US Supreme Court Again Weighs Minors' Life Sentences Without Parole
The Supreme Court this week is set to consider whether its decision to strike down automatic life sentences with no chance of release for teenage killers should apply retroactively, a decision that could determine the fate of hundreds of inmates whose convictions are final.
The nation's highest tribunal will hear the case of Henry Montgomery, who was found guilty in 1963 of fatally shooting a sheriff's deputy in Baton Rouge, Louisiana and has been serving a life sentence ever since, according to the Associated Press.
In a 5-4 decision, the court ruled in 2012 that mandatory life sentences for juvenile offenders were unconstitutional. The justices had already outlawed the use of the death penalty for underage killers in 2005, and, five years later, prohibited life without parole for non-homicides, USA Today noted.
Whether the 2012 rules should apply to those convicted before the decision was reached, however, has been left up to state courts and legislatures, who have handled the issue in a variety of fashions. Fourteen state supreme courts have ordered for the ruling to be applied retroactively, while seven others, along with four federal appeals courts, have issued contrary decisions.

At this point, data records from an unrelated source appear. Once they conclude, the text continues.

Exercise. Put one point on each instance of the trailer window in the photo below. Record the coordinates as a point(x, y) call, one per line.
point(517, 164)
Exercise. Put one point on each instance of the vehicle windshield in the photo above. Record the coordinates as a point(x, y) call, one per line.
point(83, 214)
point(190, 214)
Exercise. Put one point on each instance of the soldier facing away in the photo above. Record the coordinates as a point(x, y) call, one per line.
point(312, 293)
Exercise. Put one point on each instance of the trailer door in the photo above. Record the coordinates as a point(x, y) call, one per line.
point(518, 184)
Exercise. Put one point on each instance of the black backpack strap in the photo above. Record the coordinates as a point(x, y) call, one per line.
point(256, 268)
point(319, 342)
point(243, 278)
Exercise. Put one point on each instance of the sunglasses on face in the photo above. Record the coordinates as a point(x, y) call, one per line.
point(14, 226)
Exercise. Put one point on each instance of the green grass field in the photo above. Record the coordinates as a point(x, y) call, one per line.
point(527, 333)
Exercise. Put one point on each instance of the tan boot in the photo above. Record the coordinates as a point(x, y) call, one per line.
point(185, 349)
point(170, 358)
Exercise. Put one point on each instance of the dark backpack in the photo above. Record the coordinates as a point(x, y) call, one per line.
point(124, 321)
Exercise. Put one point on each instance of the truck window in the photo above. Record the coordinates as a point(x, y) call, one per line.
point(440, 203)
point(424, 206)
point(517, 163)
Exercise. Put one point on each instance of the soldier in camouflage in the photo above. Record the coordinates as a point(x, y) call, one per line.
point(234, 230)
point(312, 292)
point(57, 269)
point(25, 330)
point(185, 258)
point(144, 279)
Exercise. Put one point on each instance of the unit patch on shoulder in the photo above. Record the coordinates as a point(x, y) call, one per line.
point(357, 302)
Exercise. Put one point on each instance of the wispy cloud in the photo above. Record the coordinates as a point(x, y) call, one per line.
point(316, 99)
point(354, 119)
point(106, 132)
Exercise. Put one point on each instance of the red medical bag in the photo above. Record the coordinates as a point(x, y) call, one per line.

Some family members of juvenile homicide victims are among those urging the Supreme Court to extend the prohibition on life without parole to all prisoners convicted as minors, the newspaper noted. Sharletta Evans, whose 3-year-old son was shot and killed four days before Christmas in 1995, has forgiven the then-14-year-old killer.
Evans even created a nonprofit in Colorado dedicated to connecting offenders and victims in search of healing. Fifteen state governments, on the other hand, have taken the opposite stance and are urging the nine justices not to make their 2012 ruling retroactive.
"The convictions for these state prisoners span more than five decades," the states wrote in a brief filed with the Supreme Court. "Thus, the considerations of finality weigh heavily here. Any retroactive application of Miller would challenge the settled expectations of victims that these violent murderers would never be subject to release."